Senator Lamar Alexander is standing up for dozens of Tennesseans, affected by the deadly meningitis outbreak. He held a Senate hearing that investigated what led to the contaminated injections. The main argument was that the New England Compounding Center should have been shut down years ago by state or federal regulators. After multiple violations, it wasn't.

"Not just who's job was it, but who's job will it be to make sure this doesn't happen again. That is our job here today. This has been a nightmare for Tennesseans," said Senator Alexander at Thursday's hearing.

And it's been a nightmare for Luther Owens. Owens was concerned he had meningitis after getting some steroid injections months ago. Even though his tests came out negative, he's still angry at the NECC for giving him the scare of his life. "It got me kind of upset. I'm upset they they got to making me feel like I have something like
meningitis," said Owens. And Owens says he thinks the injections could have even been tainted on purpose.

That's why agrees with a motion made this morning by the Department of Public Health. "We move to revoke the license of the NECC and the 3 pharmacists that oversaw its operations," said Dr. Lauren Smith, the Interim Commissioner of the Dept. Of Public Health in Boston.

Also in today's hearing, the panel tried to figure out how the NECC slipped through the cracks. "The problem is, it's not a clear distinction between what is a compounder and what is a manufacturer either in law or in practice," said Dr. Peggy Hamburg, the Commissioner of the FDA.

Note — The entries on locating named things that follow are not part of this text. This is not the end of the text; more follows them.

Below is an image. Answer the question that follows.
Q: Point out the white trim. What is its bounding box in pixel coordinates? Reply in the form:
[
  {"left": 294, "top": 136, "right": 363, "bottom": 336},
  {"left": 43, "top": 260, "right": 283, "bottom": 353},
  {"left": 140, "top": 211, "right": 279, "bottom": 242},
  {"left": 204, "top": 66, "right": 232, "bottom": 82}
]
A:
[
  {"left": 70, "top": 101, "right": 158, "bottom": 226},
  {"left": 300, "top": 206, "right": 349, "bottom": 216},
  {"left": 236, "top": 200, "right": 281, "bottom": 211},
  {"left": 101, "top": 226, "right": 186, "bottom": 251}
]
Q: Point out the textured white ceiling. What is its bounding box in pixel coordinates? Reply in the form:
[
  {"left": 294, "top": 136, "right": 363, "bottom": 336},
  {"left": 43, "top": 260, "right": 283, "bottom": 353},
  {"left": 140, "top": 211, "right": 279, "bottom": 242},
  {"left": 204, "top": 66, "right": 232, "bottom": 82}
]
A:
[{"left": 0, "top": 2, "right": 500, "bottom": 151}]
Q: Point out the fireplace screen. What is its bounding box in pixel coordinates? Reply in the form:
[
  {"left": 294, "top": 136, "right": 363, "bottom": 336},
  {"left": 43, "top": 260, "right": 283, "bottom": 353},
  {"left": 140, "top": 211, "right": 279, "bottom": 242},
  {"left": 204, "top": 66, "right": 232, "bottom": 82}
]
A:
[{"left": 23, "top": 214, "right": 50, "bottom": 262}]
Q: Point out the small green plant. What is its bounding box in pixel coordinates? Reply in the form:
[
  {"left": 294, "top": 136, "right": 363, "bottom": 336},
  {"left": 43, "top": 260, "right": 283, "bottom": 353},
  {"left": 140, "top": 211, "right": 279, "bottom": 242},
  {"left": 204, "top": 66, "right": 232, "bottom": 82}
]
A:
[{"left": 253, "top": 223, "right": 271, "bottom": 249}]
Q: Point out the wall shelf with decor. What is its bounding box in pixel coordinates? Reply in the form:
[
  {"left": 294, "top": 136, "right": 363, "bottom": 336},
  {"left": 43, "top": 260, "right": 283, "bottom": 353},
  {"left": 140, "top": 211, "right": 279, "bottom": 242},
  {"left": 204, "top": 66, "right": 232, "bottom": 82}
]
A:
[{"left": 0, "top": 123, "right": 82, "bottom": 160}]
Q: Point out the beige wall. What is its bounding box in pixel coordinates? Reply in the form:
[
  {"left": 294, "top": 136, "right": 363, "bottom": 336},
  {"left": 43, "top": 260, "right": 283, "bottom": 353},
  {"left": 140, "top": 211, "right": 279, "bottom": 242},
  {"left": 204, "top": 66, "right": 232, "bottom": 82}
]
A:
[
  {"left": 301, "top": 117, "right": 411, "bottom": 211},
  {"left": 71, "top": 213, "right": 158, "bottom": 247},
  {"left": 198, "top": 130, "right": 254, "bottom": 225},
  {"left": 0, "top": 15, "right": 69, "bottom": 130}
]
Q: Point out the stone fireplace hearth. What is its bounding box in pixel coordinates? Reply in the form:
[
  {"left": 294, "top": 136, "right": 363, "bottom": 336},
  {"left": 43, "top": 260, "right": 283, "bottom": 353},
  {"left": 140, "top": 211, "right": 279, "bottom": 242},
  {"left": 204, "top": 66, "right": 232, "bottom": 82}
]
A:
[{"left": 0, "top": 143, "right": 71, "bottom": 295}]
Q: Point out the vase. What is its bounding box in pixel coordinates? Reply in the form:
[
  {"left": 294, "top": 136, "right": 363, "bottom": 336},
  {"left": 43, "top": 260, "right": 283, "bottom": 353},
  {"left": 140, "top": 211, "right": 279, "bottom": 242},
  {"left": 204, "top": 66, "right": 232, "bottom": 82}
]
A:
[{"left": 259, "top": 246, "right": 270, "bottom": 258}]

But the director of the International Academy of Compounding Pharmacy says, there was no question what the NECC was.  "NECC was involved in illegal manufacturing. They did not have a license in the state of Massachusetts as a manufacturer. They were not registered with the FDA. They were shipping products nationwide without prescriptions. Bottom line, that's manufacturing," said Dr. David Miller with the International Academy of Compounding Pharmacy.

Iowa's Democratic Senator Tom Harkin was also at the hearing. He made an interesting point when he said, the public is put at risk like this when budgets are constrained for the CDC and other public health entities.